O apego ao passado e a preocupação com o futuro são os dois males que


impedem o homem de alcançar a plenitude. Tanto os impedem de aproveitar o que
acontece, quanto de agir para que aconteça algo que planejam. Nas palavras de Marco
Aurélio:
Tudo o que desejas alcançar por um longo desvio, podes tê-lo desde já, se não o recusares a ti
mesmo.
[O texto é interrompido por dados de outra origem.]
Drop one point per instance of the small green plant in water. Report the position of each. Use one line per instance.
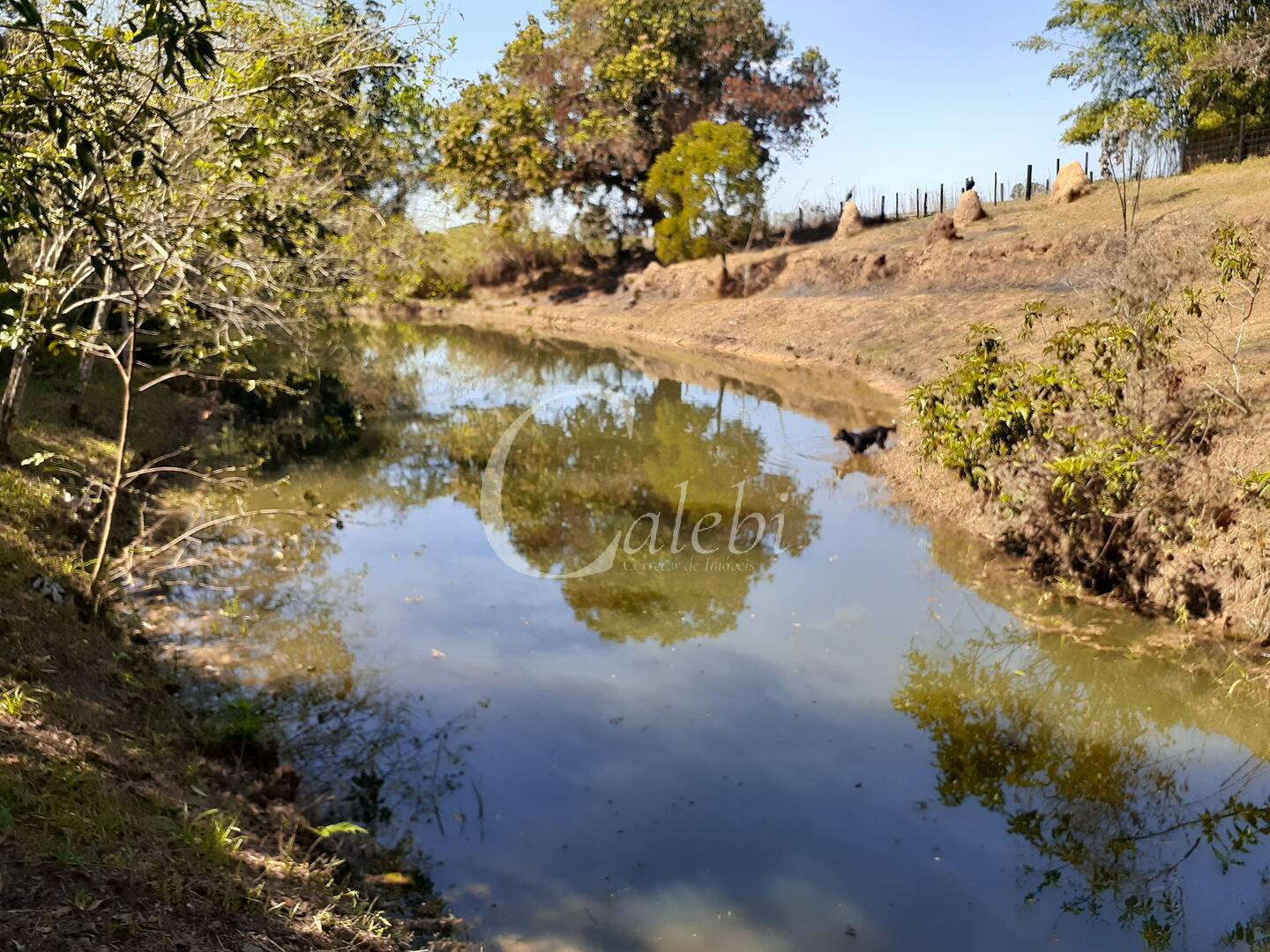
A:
(16, 703)
(213, 836)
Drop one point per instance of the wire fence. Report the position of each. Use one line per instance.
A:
(1229, 144)
(811, 221)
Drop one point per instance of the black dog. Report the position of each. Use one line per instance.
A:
(860, 441)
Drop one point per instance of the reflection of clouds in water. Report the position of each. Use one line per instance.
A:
(691, 918)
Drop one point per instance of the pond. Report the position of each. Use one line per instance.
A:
(814, 724)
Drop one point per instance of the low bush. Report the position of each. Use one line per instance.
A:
(1095, 450)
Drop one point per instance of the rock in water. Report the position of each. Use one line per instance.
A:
(850, 224)
(969, 208)
(1070, 184)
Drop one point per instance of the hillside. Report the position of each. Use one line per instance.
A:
(893, 305)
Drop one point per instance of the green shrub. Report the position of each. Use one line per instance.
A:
(1081, 446)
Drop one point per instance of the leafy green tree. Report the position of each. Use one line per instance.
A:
(709, 188)
(586, 100)
(1163, 52)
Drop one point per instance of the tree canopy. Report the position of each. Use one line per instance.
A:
(1199, 63)
(582, 103)
(709, 188)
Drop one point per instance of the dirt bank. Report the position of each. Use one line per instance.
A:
(892, 305)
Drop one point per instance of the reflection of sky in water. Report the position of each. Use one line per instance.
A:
(755, 790)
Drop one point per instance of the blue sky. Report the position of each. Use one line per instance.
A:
(930, 92)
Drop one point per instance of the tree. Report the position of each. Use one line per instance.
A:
(709, 188)
(205, 208)
(585, 103)
(1162, 52)
(1129, 135)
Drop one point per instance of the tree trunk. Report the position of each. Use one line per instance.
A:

Basta abandonar todo o passado, confiar o futuro à providência e dirigir a ação
presente para a piedade e a justiça; para a piedade, para a amar a parte que a natureza te
atribui; pois ela a produziu para ti, e tu para ela; para a justiça, para dizer a verdade livremente e
sem desvio e para agir segundo a lei e segundo o valor. (Meditações, XII)

É necessário aprender a se libertar desses pesos. Ainda Marco Aurélio:


Que a imagem de tua vida inteira não te perturbe jamais. Não sonhes com todas as coisas
dolorosas que provavelmente te aconteceram, mas, a cada momento presente, pergunta: o que
há de insuportável e de irreversível neste acontecimento? Lembra-te, então, de que não é nem o
passado, nem o futuro, mas o presente que pesa sobre ti. (Meditações, XIII, 36)

Nesse ensinamento está presente tanto o conselho de evitar a nostalgia, que


pode paralisar, quanto a esperança, que pode angustiar.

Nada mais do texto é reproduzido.